In epoca controrivoluzionaria, nell’era del dominio assoluto del capitalismo, parlare di rivoluzioni sembra piuttosto un ossimoro. Tuttavia, ogni capodanno arriva una rivoluzione — il suo anniversario ma anche il fatto che esiste ancora — per ricordarci che l’esigenza rivoluzionaria, l’esigenza di una società più giusta e aperta all’evoluzione e al cambiamento, è l’esigenza più ragionevole in un mondo irrazionale dove noi viviamo.
La ragione della rivoluzione cubana che vinse il 1° gennaio 1959, schiacciando un rigido regime dittatoriale ma anche la volontà della più grande e reazionaria potenza del pianeta — allora come oggi —, gli Stati Uniti d’America.
Un’altra epoca, un diverso rapporto globale di forze, si potrebbe obiettare a chi rimane sul terreno del realismo e del cinismo che spesso ne deriva. È vero. Ma l’umanità non è condannata da qualche potere soprannaturale a vivere per sempre nella schiavitù del salario e nello sfruttamento dell’uomo sull’uomo, che oggi ha assunto proporzioni spaventose sia nei modi che nei mezzi con cui ciò avviene.

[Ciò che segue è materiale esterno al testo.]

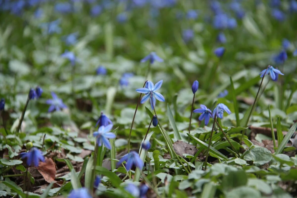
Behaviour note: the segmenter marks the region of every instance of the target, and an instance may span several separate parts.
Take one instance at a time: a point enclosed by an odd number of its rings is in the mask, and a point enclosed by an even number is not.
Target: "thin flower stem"
[[[143,86],[142,87],[143,88],[144,87],[144,86],[145,86],[146,84],[146,82],[147,82],[147,80],[145,82],[144,84],[143,84]],[[131,124],[131,127],[130,128],[130,133],[129,133],[129,139],[128,139],[128,153],[130,152],[130,141],[131,139],[131,134],[132,133],[132,128],[133,127],[133,124],[134,123],[134,120],[135,119],[135,116],[136,115],[136,112],[137,111],[137,109],[138,108],[138,105],[139,104],[139,103],[140,102],[140,99],[141,98],[141,94],[140,94],[140,95],[139,96],[139,98],[138,99],[138,102],[137,102],[137,105],[136,105],[136,108],[135,109],[135,112],[134,113],[134,115],[133,116],[133,119],[132,120],[132,123]]]
[[[217,115],[214,115],[214,123],[212,124],[212,129],[211,132],[210,132],[210,137],[209,137],[209,142],[208,144],[208,147],[206,151],[206,157],[205,158],[205,166],[204,167],[204,170],[206,170],[207,166],[207,159],[208,159],[208,153],[209,152],[209,148],[210,148],[210,145],[211,144],[211,138],[212,138],[212,134],[214,132],[214,124],[216,123],[216,118],[217,118]]]
[[[233,151],[236,153],[236,154],[237,154],[238,156],[239,156],[239,153],[238,153],[238,152],[237,151],[237,150],[235,149],[235,148],[234,147],[233,145],[232,145],[232,144],[231,144],[231,142],[230,141],[230,138],[226,135],[226,134],[225,133],[225,132],[224,132],[224,131],[223,130],[223,129],[222,129],[222,127],[221,126],[219,123],[216,120],[215,121],[215,122],[217,123],[217,125],[218,126],[219,126],[219,128],[221,130],[221,131],[223,133],[223,134],[224,135],[225,138],[226,138],[227,141],[228,141],[228,142],[229,142],[229,144],[230,144],[230,145],[231,146],[231,147],[232,147],[232,149],[233,150]],[[236,157],[236,158],[237,158],[237,156],[235,156],[235,157]]]
[[[194,100],[195,100],[195,94],[194,93],[194,95],[193,96],[193,102],[192,102],[192,107],[191,109],[191,116],[190,116],[190,123],[189,125],[189,134],[190,134],[191,132],[191,122],[192,120],[192,115],[193,114],[193,107],[194,105]],[[189,141],[188,143],[190,143],[190,137],[189,137]]]

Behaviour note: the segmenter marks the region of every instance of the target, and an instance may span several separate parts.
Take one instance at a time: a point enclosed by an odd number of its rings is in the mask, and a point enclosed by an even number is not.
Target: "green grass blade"
[[[175,137],[178,140],[181,140],[181,135],[179,134],[179,132],[177,129],[177,127],[176,126],[176,124],[175,123],[175,121],[174,120],[174,118],[173,117],[173,115],[172,115],[172,112],[170,109],[170,107],[169,104],[167,103],[167,115],[168,116],[168,119],[169,119],[169,122],[171,125],[171,127],[173,129],[173,132],[174,133],[174,135]]]
[[[295,123],[292,126],[292,127],[289,130],[289,131],[288,132],[288,133],[285,136],[284,139],[282,141],[282,142],[279,145],[278,148],[277,148],[276,151],[275,151],[275,153],[276,155],[280,154],[282,153],[282,151],[284,150],[285,147],[286,146],[287,143],[290,140],[290,138],[292,136],[292,135],[293,135],[294,132],[295,132],[295,131],[296,130],[296,128],[297,128],[297,122]]]

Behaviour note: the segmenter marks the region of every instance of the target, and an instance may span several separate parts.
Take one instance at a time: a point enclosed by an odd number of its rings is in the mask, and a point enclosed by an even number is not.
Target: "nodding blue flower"
[[[95,181],[94,182],[94,187],[97,188],[99,186],[99,184],[101,182],[101,177],[100,176],[97,175],[96,178],[95,179]]]
[[[100,117],[99,117],[98,121],[96,123],[96,126],[97,126],[99,125],[100,127],[101,126],[106,126],[109,124],[112,124],[112,122],[109,119],[109,118],[107,117],[107,116],[104,115],[103,112],[101,112],[101,115]]]
[[[93,136],[97,138],[97,143],[98,146],[101,146],[104,144],[106,148],[109,149],[111,149],[111,146],[108,139],[116,138],[114,134],[110,132],[113,126],[112,124],[106,126],[101,126],[99,127],[97,132],[93,133]]]
[[[140,191],[137,186],[132,183],[128,183],[125,187],[125,189],[134,197],[139,197]]]
[[[217,117],[222,119],[223,118],[224,115],[224,112],[225,112],[227,113],[230,114],[231,112],[228,108],[228,107],[222,103],[218,104],[216,107],[212,112],[212,117],[214,118],[214,115],[217,115]]]
[[[102,9],[102,7],[100,5],[95,5],[92,7],[90,14],[92,16],[97,16],[101,14]]]
[[[75,62],[77,61],[76,57],[74,55],[74,53],[72,52],[69,52],[66,50],[65,51],[65,52],[62,54],[61,56],[69,60],[72,66],[75,65]]]
[[[121,164],[124,161],[126,161],[125,167],[127,170],[130,170],[133,164],[140,169],[142,168],[143,166],[142,160],[139,158],[138,153],[135,151],[130,151],[122,157],[118,164]]]
[[[35,90],[32,88],[30,89],[30,91],[29,91],[29,99],[33,100],[37,97],[37,96]]]
[[[223,91],[221,92],[218,95],[218,98],[224,98],[228,95],[228,91],[225,89]]]
[[[194,31],[193,30],[188,29],[183,31],[183,39],[186,43],[193,39],[194,37]]]
[[[48,108],[48,112],[51,112],[55,110],[60,111],[61,109],[67,108],[67,106],[63,103],[62,99],[58,98],[54,92],[52,91],[51,93],[53,99],[46,101],[46,104],[50,105]]]
[[[217,41],[220,43],[225,43],[227,42],[225,34],[223,32],[220,32],[217,37]]]
[[[101,65],[96,69],[96,74],[97,75],[105,75],[107,73],[106,68],[104,66]]]
[[[0,100],[0,111],[4,111],[5,107],[5,99],[4,98],[1,98]]]
[[[20,154],[22,159],[27,158],[28,166],[38,166],[39,162],[44,161],[44,157],[41,151],[36,147],[33,147],[27,153],[21,153]]]
[[[158,118],[156,115],[154,115],[153,116],[153,125],[154,126],[157,126],[158,125]]]
[[[195,80],[193,83],[192,85],[192,91],[193,94],[195,94],[198,90],[198,87],[199,86],[199,83],[197,80]]]
[[[151,148],[151,143],[147,140],[146,140],[141,145],[141,147],[146,150],[148,150]]]
[[[71,191],[70,194],[68,195],[68,198],[92,198],[92,197],[87,189],[81,188]]]
[[[282,22],[285,20],[285,14],[278,9],[274,9],[271,11],[271,15],[276,20]]]
[[[271,79],[274,80],[275,80],[277,77],[276,74],[277,74],[282,75],[284,75],[278,69],[274,69],[273,67],[271,65],[269,65],[267,69],[264,69],[260,73],[260,77],[262,78],[267,74],[270,74]]]
[[[35,88],[35,92],[36,94],[36,98],[38,98],[41,96],[41,94],[43,92],[43,90],[42,90],[41,87],[39,86],[37,86]]]
[[[154,110],[154,107],[156,105],[156,99],[161,102],[165,102],[165,99],[162,94],[156,92],[161,88],[163,82],[163,80],[161,80],[156,83],[156,85],[154,86],[154,84],[152,82],[148,81],[146,85],[147,88],[144,87],[136,89],[136,91],[138,93],[146,94],[142,97],[140,103],[143,104],[149,98],[151,102],[151,106],[152,109]]]
[[[218,47],[214,50],[214,53],[216,56],[219,58],[221,57],[225,53],[225,47]]]
[[[163,61],[163,59],[159,57],[156,53],[156,52],[152,52],[150,53],[149,54],[140,60],[140,62],[144,63],[149,60],[151,64],[154,63],[155,61],[157,61],[158,62],[159,62]]]
[[[201,109],[196,109],[193,112],[194,113],[202,113],[202,114],[199,116],[198,118],[199,120],[202,121],[204,120],[204,123],[207,125],[209,122],[209,119],[211,118],[212,118],[211,115],[211,111],[209,109],[207,108],[206,106],[203,104],[200,104]]]

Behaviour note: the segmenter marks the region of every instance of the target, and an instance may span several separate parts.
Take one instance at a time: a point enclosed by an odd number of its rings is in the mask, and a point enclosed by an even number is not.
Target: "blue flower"
[[[214,50],[214,53],[217,57],[221,57],[225,53],[225,47],[218,47]]]
[[[161,80],[156,83],[154,86],[152,82],[150,81],[148,81],[146,83],[146,85],[147,86],[147,88],[144,87],[136,89],[136,91],[137,92],[146,94],[142,97],[140,103],[143,104],[149,98],[151,106],[152,109],[153,110],[154,107],[156,105],[156,99],[161,102],[165,101],[165,99],[162,94],[156,92],[161,88],[163,82],[163,80]]]
[[[154,115],[153,116],[153,125],[154,126],[157,126],[158,125],[158,118],[156,115]]]
[[[101,115],[99,117],[98,121],[96,123],[96,126],[99,124],[100,127],[101,126],[106,126],[109,124],[112,124],[112,122],[109,119],[107,116],[104,115],[103,112],[101,112]]]
[[[192,85],[192,91],[193,94],[195,94],[198,90],[198,87],[199,86],[199,83],[197,80],[195,80],[193,83]]]
[[[60,111],[61,109],[67,108],[67,106],[63,103],[62,99],[58,98],[54,92],[52,91],[51,94],[53,99],[46,101],[46,104],[50,105],[48,108],[48,112],[51,112],[55,110]]]
[[[228,91],[225,89],[222,92],[219,94],[218,95],[218,98],[224,98],[228,95]]]
[[[282,75],[284,75],[278,69],[275,69],[272,66],[269,65],[267,69],[264,69],[260,73],[260,77],[262,78],[267,74],[270,74],[271,79],[273,80],[274,80],[276,78],[277,74]]]
[[[88,189],[85,188],[81,188],[78,189],[72,190],[68,195],[68,198],[92,198],[89,193]]]
[[[231,112],[227,106],[222,103],[219,103],[214,108],[212,112],[212,117],[214,117],[214,115],[216,115],[217,117],[222,119],[223,118],[224,111],[229,114],[231,113]]]
[[[20,155],[22,159],[27,158],[28,166],[37,167],[40,161],[44,161],[44,157],[41,151],[36,147],[33,147],[27,153],[21,153]]]
[[[202,121],[204,120],[204,123],[207,125],[209,122],[209,119],[211,118],[212,118],[211,115],[211,111],[209,109],[208,109],[205,105],[200,104],[201,109],[196,109],[193,112],[194,113],[202,113],[202,114],[199,116],[198,118],[199,120]]]
[[[143,163],[138,153],[135,151],[130,151],[122,157],[118,164],[121,164],[124,161],[126,161],[126,168],[127,170],[130,170],[133,164],[140,169],[142,168],[143,166]]]
[[[163,61],[163,59],[158,56],[158,55],[156,53],[156,52],[152,52],[140,60],[140,62],[144,63],[149,60],[151,64],[154,63],[155,61],[160,62]]]
[[[108,139],[116,138],[114,134],[110,132],[113,125],[112,124],[106,126],[102,126],[99,127],[98,131],[93,133],[93,136],[97,138],[97,144],[99,146],[102,145],[102,143],[107,148],[111,148],[110,143]]]
[[[1,100],[0,100],[0,111],[4,110],[5,106],[5,99],[4,98],[1,98]]]
[[[101,65],[96,69],[96,74],[97,75],[105,75],[107,73],[107,70],[104,66]]]

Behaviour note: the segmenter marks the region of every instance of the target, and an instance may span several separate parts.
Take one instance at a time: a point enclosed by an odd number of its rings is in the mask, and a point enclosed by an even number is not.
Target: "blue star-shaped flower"
[[[142,97],[140,103],[143,104],[150,99],[151,106],[151,108],[154,109],[154,107],[156,105],[156,99],[161,102],[165,101],[165,99],[162,94],[156,92],[162,86],[163,82],[163,80],[161,80],[156,83],[154,86],[154,84],[150,81],[148,81],[146,83],[146,87],[137,89],[136,91],[139,93],[144,94],[146,95]]]
[[[99,146],[104,144],[107,148],[110,149],[111,148],[110,143],[108,139],[114,138],[116,137],[114,134],[110,132],[112,128],[113,125],[112,124],[109,124],[106,126],[101,126],[99,127],[98,130],[93,133],[93,136],[97,138],[97,144]]]

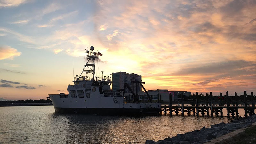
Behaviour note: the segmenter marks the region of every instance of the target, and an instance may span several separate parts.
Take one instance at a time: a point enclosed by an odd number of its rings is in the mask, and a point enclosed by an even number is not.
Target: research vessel
[[[141,100],[137,92],[135,93],[132,92],[127,83],[124,83],[124,89],[113,92],[111,77],[100,79],[95,76],[95,60],[102,54],[94,52],[94,50],[93,46],[91,47],[90,51],[86,50],[87,62],[80,76],[76,75],[72,84],[68,85],[68,94],[49,94],[56,112],[111,115],[159,114],[161,104],[152,102],[152,97],[142,85],[144,82],[131,82],[136,83],[136,87],[141,85],[146,93],[147,95]],[[89,77],[88,74],[91,74],[92,77]],[[126,88],[131,91],[131,95],[125,96]]]

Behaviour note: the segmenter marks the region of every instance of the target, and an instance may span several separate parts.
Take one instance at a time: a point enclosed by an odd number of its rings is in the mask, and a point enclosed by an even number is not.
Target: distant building
[[[131,87],[134,92],[136,92],[136,85],[135,83],[131,83],[131,81],[141,81],[141,76],[132,73],[128,74],[125,72],[119,72],[112,73],[112,89],[113,92],[117,90],[124,89],[124,83],[126,83]],[[139,84],[137,89],[138,92],[141,91],[141,86]],[[125,93],[130,92],[128,89],[125,90]]]
[[[162,100],[168,101],[169,100],[169,95],[172,94],[172,101],[177,101],[181,98],[178,98],[178,96],[183,93],[184,96],[188,97],[191,95],[191,92],[187,91],[169,91],[168,90],[149,90],[147,91],[149,95],[152,95],[153,98],[157,98],[157,94],[162,95]]]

L’assurdità del capitalismo — che si è rivelato essere il sistema sociale più barbaro e allo stesso tempo più dispendioso della Storia — è opera delle persone. Così sono le rivoluzioni. Di conseguenza, se l’uomo può liberare le forze più barbare, che alla fine si rivoltano contro di lui, è altrettanto e più capace del contrario.
Le rivoluzioni — indipendentemente da come si sono sviluppate — sono sempre state una scuola insostituibile di liberazione sociale in tutte le epoche. E questo sta accadendo anche nel nostro tempo. L’anniversario della rivoluzione cubana all’inizio del nuovo anno ci offre l’opportunità di riflettere su questo tema.